You seem to place the forensic element as something both prior and subsequent to union with Christ.
Our sins were imputed to Christ. He wrought righteousness for us. That is forensic. He wasn't really made a sinner. It was a legal relation He bore in our place. We are united to Christ by faith on the grounds of His work.
Additionally, stating that real benefits are dependent on a prior forensic judgment, and calling sanctification a fruit of justification seems to be different than the Westminster Standards presentation of Justification, communion in grace (WLC 69), and even its definitions of Justification and Sanctification. Where in Scripture and the Standards is this idea?
Romans 5:12-21. V. 19 clearly states, "For as by one man's disobedience many were made sinners, so by the obedience of one shall many be made righteous." 2 Cor. 5:21, "For he hath made him to be sin for us, who knew no sin; that we might be made the righteousness of God in him."

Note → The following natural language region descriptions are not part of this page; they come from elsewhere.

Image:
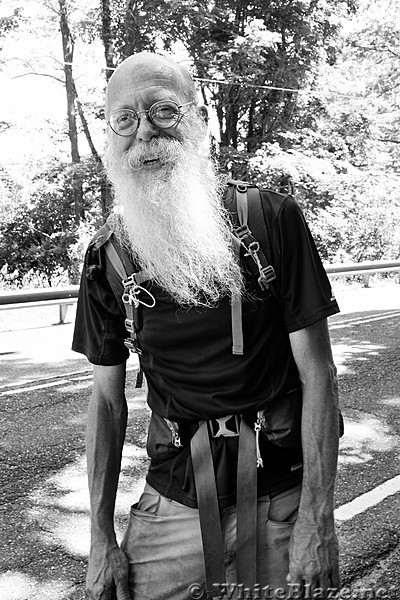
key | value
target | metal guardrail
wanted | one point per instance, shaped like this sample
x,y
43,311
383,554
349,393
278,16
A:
x,y
366,269
67,296
63,297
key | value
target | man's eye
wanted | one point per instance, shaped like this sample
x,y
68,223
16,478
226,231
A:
x,y
165,112
123,120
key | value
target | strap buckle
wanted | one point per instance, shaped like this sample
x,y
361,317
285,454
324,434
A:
x,y
131,344
267,274
219,427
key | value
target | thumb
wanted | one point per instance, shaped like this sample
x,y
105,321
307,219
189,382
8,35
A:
x,y
123,591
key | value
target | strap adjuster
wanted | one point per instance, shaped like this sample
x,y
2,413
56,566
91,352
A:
x,y
219,427
132,346
130,325
267,274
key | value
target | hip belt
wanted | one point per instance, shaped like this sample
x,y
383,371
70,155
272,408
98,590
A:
x,y
207,499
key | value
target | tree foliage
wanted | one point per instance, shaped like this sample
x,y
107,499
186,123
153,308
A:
x,y
302,90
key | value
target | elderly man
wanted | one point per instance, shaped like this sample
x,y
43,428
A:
x,y
191,534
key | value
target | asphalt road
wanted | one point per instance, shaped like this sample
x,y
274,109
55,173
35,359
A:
x,y
44,390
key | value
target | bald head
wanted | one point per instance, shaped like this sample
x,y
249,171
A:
x,y
145,70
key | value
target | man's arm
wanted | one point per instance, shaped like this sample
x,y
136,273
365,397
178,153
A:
x,y
106,427
313,546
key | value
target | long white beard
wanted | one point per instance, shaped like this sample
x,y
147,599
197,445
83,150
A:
x,y
173,219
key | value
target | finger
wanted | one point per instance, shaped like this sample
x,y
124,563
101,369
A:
x,y
123,592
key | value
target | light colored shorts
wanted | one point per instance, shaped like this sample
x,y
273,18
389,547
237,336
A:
x,y
163,545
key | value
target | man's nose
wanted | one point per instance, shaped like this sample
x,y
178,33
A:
x,y
146,129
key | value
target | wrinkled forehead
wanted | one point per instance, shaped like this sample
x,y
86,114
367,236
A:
x,y
146,72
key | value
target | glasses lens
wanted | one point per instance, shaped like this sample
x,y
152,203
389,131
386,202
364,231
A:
x,y
164,114
124,122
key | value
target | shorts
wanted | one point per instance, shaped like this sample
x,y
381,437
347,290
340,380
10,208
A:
x,y
164,548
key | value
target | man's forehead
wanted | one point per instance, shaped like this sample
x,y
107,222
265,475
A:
x,y
144,71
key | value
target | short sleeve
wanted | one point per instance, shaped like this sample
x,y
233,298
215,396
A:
x,y
304,286
99,327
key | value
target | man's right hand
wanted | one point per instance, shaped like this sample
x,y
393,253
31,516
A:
x,y
107,574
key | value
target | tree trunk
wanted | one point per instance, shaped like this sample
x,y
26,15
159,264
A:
x,y
107,37
68,54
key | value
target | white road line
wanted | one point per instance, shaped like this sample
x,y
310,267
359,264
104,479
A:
x,y
367,500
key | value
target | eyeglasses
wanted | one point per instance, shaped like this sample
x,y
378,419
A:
x,y
163,114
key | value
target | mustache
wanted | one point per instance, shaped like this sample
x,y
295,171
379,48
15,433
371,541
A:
x,y
166,151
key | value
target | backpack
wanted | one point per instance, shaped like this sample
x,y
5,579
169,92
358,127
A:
x,y
247,214
252,232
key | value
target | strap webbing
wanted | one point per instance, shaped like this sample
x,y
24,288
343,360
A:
x,y
207,500
236,310
242,204
246,540
115,260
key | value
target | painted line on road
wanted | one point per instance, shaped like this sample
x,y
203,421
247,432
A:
x,y
362,320
367,500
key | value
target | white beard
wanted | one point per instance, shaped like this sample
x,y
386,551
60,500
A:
x,y
173,219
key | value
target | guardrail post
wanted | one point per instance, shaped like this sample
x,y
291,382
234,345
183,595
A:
x,y
63,312
366,277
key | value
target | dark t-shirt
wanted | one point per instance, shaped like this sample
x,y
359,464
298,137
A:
x,y
190,369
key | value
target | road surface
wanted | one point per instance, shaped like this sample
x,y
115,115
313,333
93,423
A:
x,y
44,390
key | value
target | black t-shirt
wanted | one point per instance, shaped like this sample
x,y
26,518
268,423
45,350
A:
x,y
190,369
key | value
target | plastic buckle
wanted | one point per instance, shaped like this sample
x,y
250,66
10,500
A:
x,y
267,274
242,231
132,345
130,325
219,426
129,281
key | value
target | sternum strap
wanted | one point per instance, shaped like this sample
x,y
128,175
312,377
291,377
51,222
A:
x,y
209,515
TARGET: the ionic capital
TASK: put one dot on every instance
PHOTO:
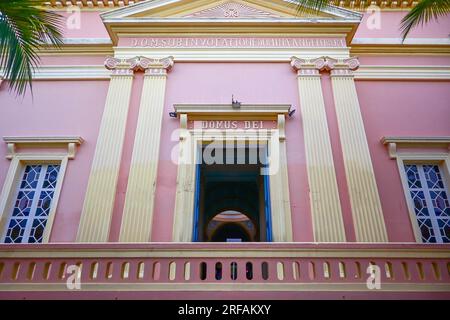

WCF 10.4, "This office the Lord Jesus did most willingly undertake, which, that he might discharge, he was made under the law, and did perfectly fulfill it."
WCF 10.5, "The Lord Jesus, by his perfect obedience and sacrifice of himself, which he through the eternal Spirit once offered up unto God, hath fully satisfied the justice of his Father, and purchased not only reconciliation, but an everlasting inheritance in the kingdom of heaven, for all those whom the Father hath given unto him."
WCF 11.1, "Those whom God effectually calleth he also freely justifieth; not by infusing righteousness into them, but by pardoning their sins, and by accounting and accepting their persons as righteous: not for anything wrought in them, or done by them, but for Christ’s sake alone; nor by imputing faith itself, the act of believing, or any other evangelical obedience to them, as their righteousness; but by imputing the obedience and satisfaction of Christ unto them, they receiving and resting on him and his righteousness by faith; which faith they have not of themselves, it is the gift of God."